The Envision NTA particle analyzer from Hyperion Analytical was designed with a precise optical system to provide quantitative, rather than qualitative, intensity readings. Measurements from various samples demonstrate a clear, positive correlation between particle size and intensity, showing an increase in intensity as particle size grows.

Positive Correlation Between Particle Size and Intensity

This study introduces absolute intensity measurements for scatter and fluorescence in biological research. Samples ranging from 40 nm to 200 nm were tested using the Envision NTA analyzer, a precise optical system for quantitative intensity readings. Two sample sets were tested: the first included 44 nm, 102 nm, and 194 nm latex samples analyzed in both scatter and fluorescence modes, while the second consisted of various polymer samples analyzed only in scatter mode ranging from 73 nm to 122 nm. Consistent camera settings were maintained across all samples to ensure accurate intensity data collection.

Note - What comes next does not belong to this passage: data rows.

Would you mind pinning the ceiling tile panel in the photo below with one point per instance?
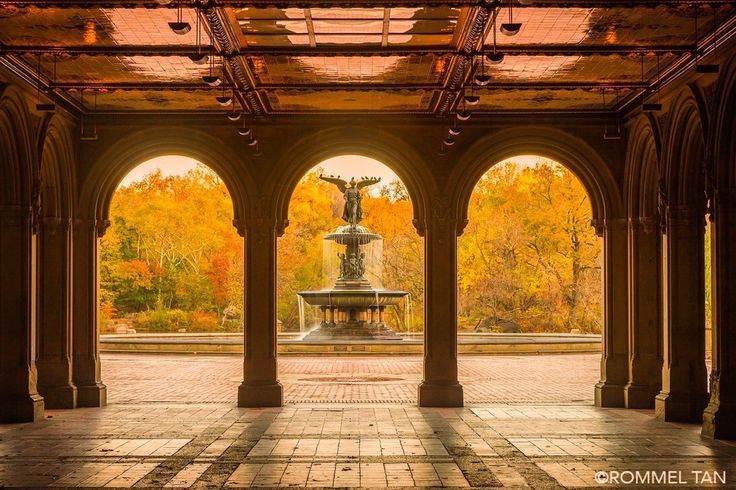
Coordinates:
(349, 101)
(92, 27)
(348, 69)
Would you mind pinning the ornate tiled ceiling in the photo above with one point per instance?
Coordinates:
(387, 57)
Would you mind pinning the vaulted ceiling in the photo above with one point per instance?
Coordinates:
(383, 56)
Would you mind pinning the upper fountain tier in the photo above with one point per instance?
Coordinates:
(352, 234)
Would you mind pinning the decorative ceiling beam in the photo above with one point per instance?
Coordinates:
(502, 85)
(358, 3)
(347, 50)
(471, 42)
(241, 76)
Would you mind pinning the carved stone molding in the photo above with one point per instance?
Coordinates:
(684, 217)
(54, 225)
(646, 224)
(15, 216)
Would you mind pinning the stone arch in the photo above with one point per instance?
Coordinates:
(642, 171)
(724, 143)
(109, 168)
(57, 170)
(682, 169)
(17, 165)
(573, 153)
(316, 148)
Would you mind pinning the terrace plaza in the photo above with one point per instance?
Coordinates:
(637, 98)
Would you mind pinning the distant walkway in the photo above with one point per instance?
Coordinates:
(549, 379)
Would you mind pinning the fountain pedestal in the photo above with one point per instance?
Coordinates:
(352, 309)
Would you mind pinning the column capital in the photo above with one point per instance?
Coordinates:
(15, 215)
(54, 224)
(646, 224)
(684, 216)
(602, 226)
(96, 226)
(442, 215)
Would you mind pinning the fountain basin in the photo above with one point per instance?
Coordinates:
(345, 298)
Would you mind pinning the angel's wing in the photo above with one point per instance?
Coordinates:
(365, 182)
(341, 184)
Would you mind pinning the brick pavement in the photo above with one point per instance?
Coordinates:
(558, 379)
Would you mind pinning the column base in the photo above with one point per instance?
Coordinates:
(609, 395)
(27, 408)
(92, 395)
(680, 407)
(639, 396)
(260, 395)
(719, 422)
(62, 396)
(440, 395)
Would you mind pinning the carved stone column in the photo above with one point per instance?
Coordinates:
(609, 391)
(440, 386)
(19, 398)
(645, 332)
(85, 335)
(719, 421)
(684, 387)
(55, 314)
(260, 387)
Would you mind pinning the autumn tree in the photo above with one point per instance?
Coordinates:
(529, 254)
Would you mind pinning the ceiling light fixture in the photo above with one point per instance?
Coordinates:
(471, 99)
(495, 57)
(85, 133)
(243, 131)
(180, 27)
(510, 28)
(651, 106)
(706, 68)
(223, 99)
(45, 106)
(481, 78)
(199, 58)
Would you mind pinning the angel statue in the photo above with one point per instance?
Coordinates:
(352, 212)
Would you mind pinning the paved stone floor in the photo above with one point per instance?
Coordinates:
(157, 443)
(560, 379)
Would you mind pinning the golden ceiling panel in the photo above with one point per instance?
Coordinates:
(122, 69)
(349, 26)
(92, 27)
(154, 100)
(544, 100)
(348, 69)
(604, 26)
(348, 101)
(595, 68)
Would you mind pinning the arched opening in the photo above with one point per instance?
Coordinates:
(171, 284)
(530, 296)
(350, 289)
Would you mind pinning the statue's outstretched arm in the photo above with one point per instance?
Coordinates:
(341, 184)
(366, 182)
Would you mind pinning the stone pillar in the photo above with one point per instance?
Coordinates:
(260, 387)
(85, 335)
(19, 398)
(718, 419)
(609, 391)
(440, 386)
(645, 332)
(55, 314)
(684, 387)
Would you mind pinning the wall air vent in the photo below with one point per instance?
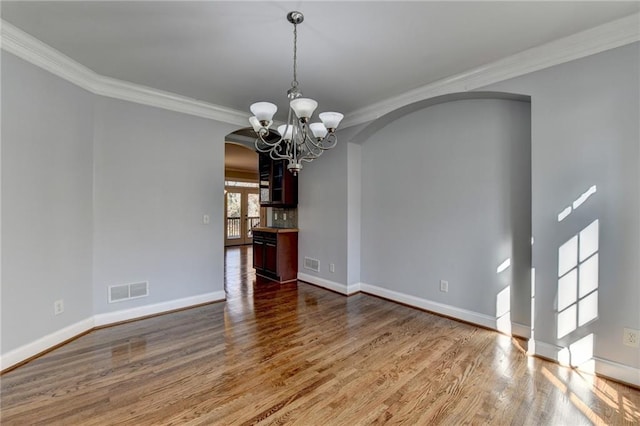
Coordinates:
(312, 264)
(122, 292)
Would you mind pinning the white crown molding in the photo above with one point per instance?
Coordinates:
(589, 42)
(32, 50)
(595, 40)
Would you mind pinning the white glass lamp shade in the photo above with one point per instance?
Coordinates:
(255, 124)
(264, 111)
(303, 107)
(330, 119)
(318, 130)
(289, 132)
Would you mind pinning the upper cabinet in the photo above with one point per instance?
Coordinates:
(278, 186)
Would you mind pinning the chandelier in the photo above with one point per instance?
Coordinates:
(298, 140)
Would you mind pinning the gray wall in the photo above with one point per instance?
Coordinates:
(585, 133)
(46, 202)
(95, 192)
(322, 210)
(156, 174)
(446, 195)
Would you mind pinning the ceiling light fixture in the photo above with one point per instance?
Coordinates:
(298, 140)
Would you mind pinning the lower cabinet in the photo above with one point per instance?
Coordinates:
(275, 253)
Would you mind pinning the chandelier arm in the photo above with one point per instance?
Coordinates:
(270, 145)
(321, 144)
(301, 144)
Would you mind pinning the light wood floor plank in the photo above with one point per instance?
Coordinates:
(295, 354)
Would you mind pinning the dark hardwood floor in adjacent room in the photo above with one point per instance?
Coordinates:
(298, 354)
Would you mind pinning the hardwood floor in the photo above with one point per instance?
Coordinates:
(297, 354)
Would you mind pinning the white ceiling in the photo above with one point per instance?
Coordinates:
(350, 54)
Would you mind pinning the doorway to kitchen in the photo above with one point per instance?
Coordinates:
(242, 212)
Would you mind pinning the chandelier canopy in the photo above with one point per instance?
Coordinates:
(298, 140)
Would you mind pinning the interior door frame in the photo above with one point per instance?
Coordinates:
(245, 236)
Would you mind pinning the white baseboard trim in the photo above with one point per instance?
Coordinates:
(599, 366)
(330, 285)
(29, 350)
(47, 342)
(428, 305)
(520, 330)
(156, 308)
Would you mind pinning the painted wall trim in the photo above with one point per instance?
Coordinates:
(428, 305)
(156, 308)
(49, 341)
(520, 330)
(31, 49)
(589, 42)
(600, 366)
(330, 285)
(45, 343)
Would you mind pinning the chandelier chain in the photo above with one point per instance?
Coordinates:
(298, 140)
(294, 83)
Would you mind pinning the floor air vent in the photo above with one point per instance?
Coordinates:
(122, 292)
(312, 264)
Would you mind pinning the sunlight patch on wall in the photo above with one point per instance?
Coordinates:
(577, 301)
(577, 203)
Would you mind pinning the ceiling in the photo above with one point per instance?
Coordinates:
(351, 54)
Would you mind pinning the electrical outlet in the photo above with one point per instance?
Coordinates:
(58, 307)
(631, 337)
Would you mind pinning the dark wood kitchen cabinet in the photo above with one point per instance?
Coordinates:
(278, 186)
(275, 253)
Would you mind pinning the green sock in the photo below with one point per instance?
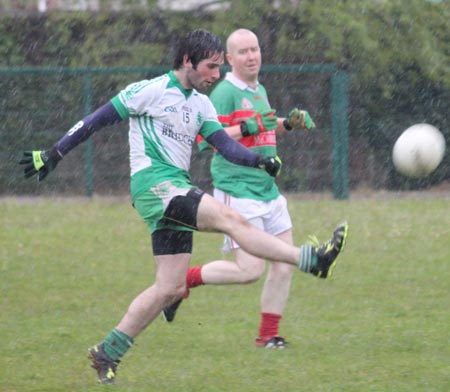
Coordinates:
(308, 258)
(116, 344)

Conclusion: Enhancing NTA with Reliable Intensity Data

The positive correlation between particle size and measured intensity is clearly illustrated in Figure 1 and Figure 2, showing an increase in intensity as particle size grows. Figure 2 specifically highlights that fluorescence intensity is lower than scattering intensity due to fewer fluorescence labels on each particle, yet it remains consistent with expected trends. The study shows that intensity can be measured in both fluorescence and scattering modes despite variables like laser power and camera exposure. This emphasizes the need for further testing, especially in fluorescence, given its growing relevance. The ability to measure intensity quantitatively helps researchers track, analyze, and select particle positions, enabling more advanced experiments and investigations, particularly in studying Extracellular Vesicles (EVs).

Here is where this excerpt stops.